Nos anos 50 foi aberto caminho para que elas cursassem faculdade de Filosofia, e, a partir de 1953, a mulher passou a ter acesso aos demais cursos superiores. “Não houve uma abertura para elas, mas do ponto de vista histórico ocorreu uma entrada gradativa, conforme as mulheres desejavam ou necessitavam trabalhar. Como o magistério não conflitava com a destinação da mulher, o cuidado e a formação, elas foram bem recebidas”, diz Maria Rita César, professora do Setor de Educação da Universidade Federal do Paraná (UFPR) e pesquisadora do Núcleo de Estudos de Gênero.

Embora bem remunerada no passado, Maria Rita discorda da ideia de que o magistério era tão valorizado quanto outras profissões. “Desde o início da profissionalização, o magistério era uma atividade menor, do ponto de vista dos sistemas de produção. Os professores, mesmo os homens, desde sempre também foram tomados como indivíduos que atuavam em um campo de profissionalização frágil”, diz Maria Rita.

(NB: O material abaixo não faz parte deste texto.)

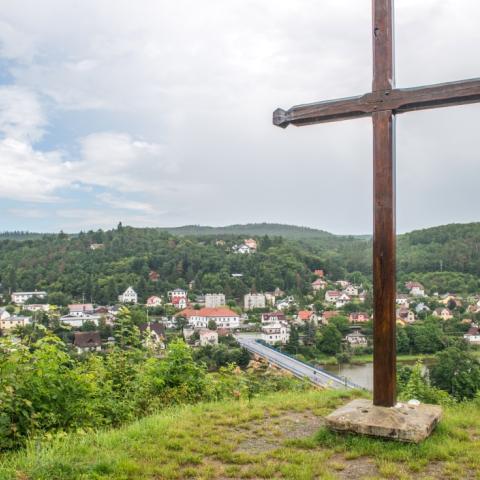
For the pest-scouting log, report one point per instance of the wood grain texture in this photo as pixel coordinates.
(384, 260)
(398, 100)
(382, 104)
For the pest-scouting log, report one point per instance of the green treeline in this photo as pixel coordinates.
(444, 259)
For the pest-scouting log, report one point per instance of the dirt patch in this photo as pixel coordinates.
(356, 469)
(270, 433)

A desvalorização da profissão foi aumentando, junto com a justificativa de que a mulher deveria ter o “dom” para o magistério e, assim, seu salário poderia ser menor. “Até porque esse dinheiro não seria para sustentar a família, pois caberia ao homem essa função”, escreve Amanda em sua dissertação, dedicada ao tema.
Paralelamente, o homem se distanciou das salas de aulas infantis, optando por trabalhar em áreas mais rentáveis, como as disciplinas específicas (Matemática, História, Geografia, Biologia etc.)

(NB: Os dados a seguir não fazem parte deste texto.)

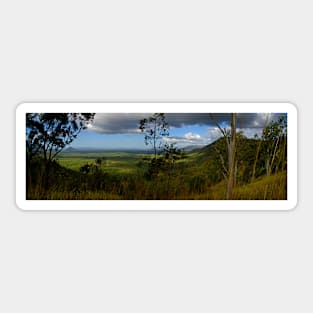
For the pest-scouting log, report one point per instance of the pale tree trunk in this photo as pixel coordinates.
(232, 146)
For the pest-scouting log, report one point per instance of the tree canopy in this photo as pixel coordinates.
(48, 133)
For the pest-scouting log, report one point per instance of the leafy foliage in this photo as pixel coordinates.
(155, 128)
(48, 133)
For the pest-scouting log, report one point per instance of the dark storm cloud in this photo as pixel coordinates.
(114, 123)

A professora da rede estadual de ensino do Paraná Janislei Albuquerque, lembra que era muito difícil para a mulher, até a década de 70, entrar nas séries do antigo científico, hoje Ensino Médio. “Tínhamos mais espaço nos primeiros anos de ensino, quando ainda tínhamos o papel não somente de educadoras, como de cuidadoras. A formação mais especializada exigia mais responsabilidade, o que era uma tarefa masculina”, diz Janislei, que é diretora do Sindicato dos Trabalhadores em Educação, a APP-Sindicato.
Janislei credita a desvalorização dos salários à nova concepção de ensino público que, quando foi democratizado, permitiu maior acesso de camadas populares e não recebeu investimento proporcional do governo. “A escola pública passou a receber o dobro de alunos com o mesmo recurso financeiro e os professores dobraram a jornada de trabalho com o mesmo salário”, explica ela.